Bu modelde dört tekerlekten çekiş sisteminden vazgeçiliyor ve yalnızca arka çekiş özelliğiyle sunuluyor. Tek motorlu Long Range versiyon, 0'dan 60 mil/saat hızlanmayı 6.2 saniyede tamamlarken, AWD versiyonu bu hıza 4.1 saniyede erişiyordu. Ekstra menzil sağlayan yumuşak tonneau kapağa ihtiyaç duyarken, daha büyük jantlar menzili daha da aşağı çekiyor. Gerçek yaşam koşullarında yapılan testlerde ise, Cybertruck vaadettiği menzil değerlerine dahi ulaşmakta zorlanıyor.
Motor eksikliği, çekiş kapasitesini de etkiliyor. Long Range modelinin çekiş kapasitesi 7,500 pound ile sınırlı; bu, diğer modellere göre 3,500 pound daha az. Yük kapasitesi ise 2,006 pound seviyelerine düşüyor. Ayrıca, adaptif hava süspansiyonu yerine sabit coil yaylar tercih edilmiş, bu da sürüş konforunu ve yerden yüksekliği olumsuz etkileyebilir.
Model, adaptif süspansiyon sistemi ile birlikte birçok özelliği de kaybediyor. Yatağa entegre prizler, L-Track bağlama sistemi, "premium" iç aydınlatma gibi özellikler yok. İç mekanda deri döşemeler yerine, sadece ön koltukların ısıtıldığı bir sistem mevcut ve havalandırma özelliği de kaldırılmış. Ses sistemi ve diğer iç donanımlar, en basit halleriyle geliyor.
Tesla başlangıçta Cybertruck’ın fiyatının 40,000 dolara kadar düşeceğini vaat etmişti. Ancak Long Range modelinde yapılacak daha fazla kesinti görünmüyor. Batarya boyutunun küçültülmesi veya kısa vadeli indirimler dışında fiyatların daha da düşmesi pek olası görünmüyor.
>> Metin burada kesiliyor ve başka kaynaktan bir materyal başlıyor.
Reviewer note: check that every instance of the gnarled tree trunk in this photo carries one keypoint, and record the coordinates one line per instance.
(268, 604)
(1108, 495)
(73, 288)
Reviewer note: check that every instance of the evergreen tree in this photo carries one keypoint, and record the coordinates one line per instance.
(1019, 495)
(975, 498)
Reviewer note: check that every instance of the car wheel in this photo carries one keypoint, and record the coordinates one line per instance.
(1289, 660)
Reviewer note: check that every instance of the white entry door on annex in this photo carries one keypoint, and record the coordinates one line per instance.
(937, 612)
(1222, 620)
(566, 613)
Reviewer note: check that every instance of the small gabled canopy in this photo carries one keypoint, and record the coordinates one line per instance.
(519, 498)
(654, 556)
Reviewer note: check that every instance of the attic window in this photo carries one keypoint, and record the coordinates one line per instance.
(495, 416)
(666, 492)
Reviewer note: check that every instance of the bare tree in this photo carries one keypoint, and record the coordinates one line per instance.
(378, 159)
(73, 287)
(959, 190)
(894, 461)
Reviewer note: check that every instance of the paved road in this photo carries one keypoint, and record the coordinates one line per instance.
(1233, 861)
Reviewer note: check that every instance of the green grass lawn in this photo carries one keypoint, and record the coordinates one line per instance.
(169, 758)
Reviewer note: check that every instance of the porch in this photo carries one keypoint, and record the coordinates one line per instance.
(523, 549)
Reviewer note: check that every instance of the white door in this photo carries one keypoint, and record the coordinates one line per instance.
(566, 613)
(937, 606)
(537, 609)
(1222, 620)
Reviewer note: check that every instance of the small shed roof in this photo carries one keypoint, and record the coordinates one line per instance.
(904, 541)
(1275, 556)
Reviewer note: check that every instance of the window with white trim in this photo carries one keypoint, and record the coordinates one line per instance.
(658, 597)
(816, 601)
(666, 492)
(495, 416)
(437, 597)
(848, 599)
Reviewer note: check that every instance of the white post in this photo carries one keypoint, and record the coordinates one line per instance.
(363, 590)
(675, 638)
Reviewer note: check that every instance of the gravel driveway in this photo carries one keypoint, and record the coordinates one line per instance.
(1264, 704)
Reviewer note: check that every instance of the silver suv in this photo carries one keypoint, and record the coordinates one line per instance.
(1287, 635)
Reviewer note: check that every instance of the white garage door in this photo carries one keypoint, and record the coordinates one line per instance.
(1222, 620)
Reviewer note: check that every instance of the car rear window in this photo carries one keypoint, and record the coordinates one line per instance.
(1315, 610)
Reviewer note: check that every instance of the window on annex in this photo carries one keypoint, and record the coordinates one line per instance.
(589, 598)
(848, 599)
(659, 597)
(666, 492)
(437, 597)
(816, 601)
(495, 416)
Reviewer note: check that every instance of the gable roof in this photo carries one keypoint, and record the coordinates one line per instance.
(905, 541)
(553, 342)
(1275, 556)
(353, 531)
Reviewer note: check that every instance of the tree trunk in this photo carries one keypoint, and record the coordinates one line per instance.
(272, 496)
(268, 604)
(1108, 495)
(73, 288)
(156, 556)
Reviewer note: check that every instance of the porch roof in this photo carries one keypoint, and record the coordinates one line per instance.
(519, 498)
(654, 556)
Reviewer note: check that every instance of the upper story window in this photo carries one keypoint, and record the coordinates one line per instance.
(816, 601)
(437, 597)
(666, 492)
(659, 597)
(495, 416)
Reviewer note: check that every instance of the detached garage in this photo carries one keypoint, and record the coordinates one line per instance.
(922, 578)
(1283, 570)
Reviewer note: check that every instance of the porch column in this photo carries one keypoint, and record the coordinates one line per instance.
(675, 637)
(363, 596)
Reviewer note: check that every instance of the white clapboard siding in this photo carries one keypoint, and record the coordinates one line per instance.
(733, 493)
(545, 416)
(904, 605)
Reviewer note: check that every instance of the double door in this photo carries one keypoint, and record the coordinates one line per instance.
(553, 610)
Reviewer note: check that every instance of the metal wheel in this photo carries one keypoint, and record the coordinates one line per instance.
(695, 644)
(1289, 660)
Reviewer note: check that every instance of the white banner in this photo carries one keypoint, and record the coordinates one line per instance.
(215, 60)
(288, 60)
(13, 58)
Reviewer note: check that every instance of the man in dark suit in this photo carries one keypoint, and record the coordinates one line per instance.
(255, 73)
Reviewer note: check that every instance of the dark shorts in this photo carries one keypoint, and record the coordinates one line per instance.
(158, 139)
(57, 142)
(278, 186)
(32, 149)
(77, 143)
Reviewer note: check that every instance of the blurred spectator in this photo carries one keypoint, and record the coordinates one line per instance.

Sonuç olarak, Tesla Cybertruck'ın RWD Long Range modeli, daha uygun fiyat etiketine rağmen eksik özellikleri nedeniyle pek de ideal bir seçenek olmayabilir. Tasarruf etmek isteyenler, performans ve kullanım rahatlığından ödün vermeyi göze almalı. Herkesin kararını dikkatle vermesi dileğiyle!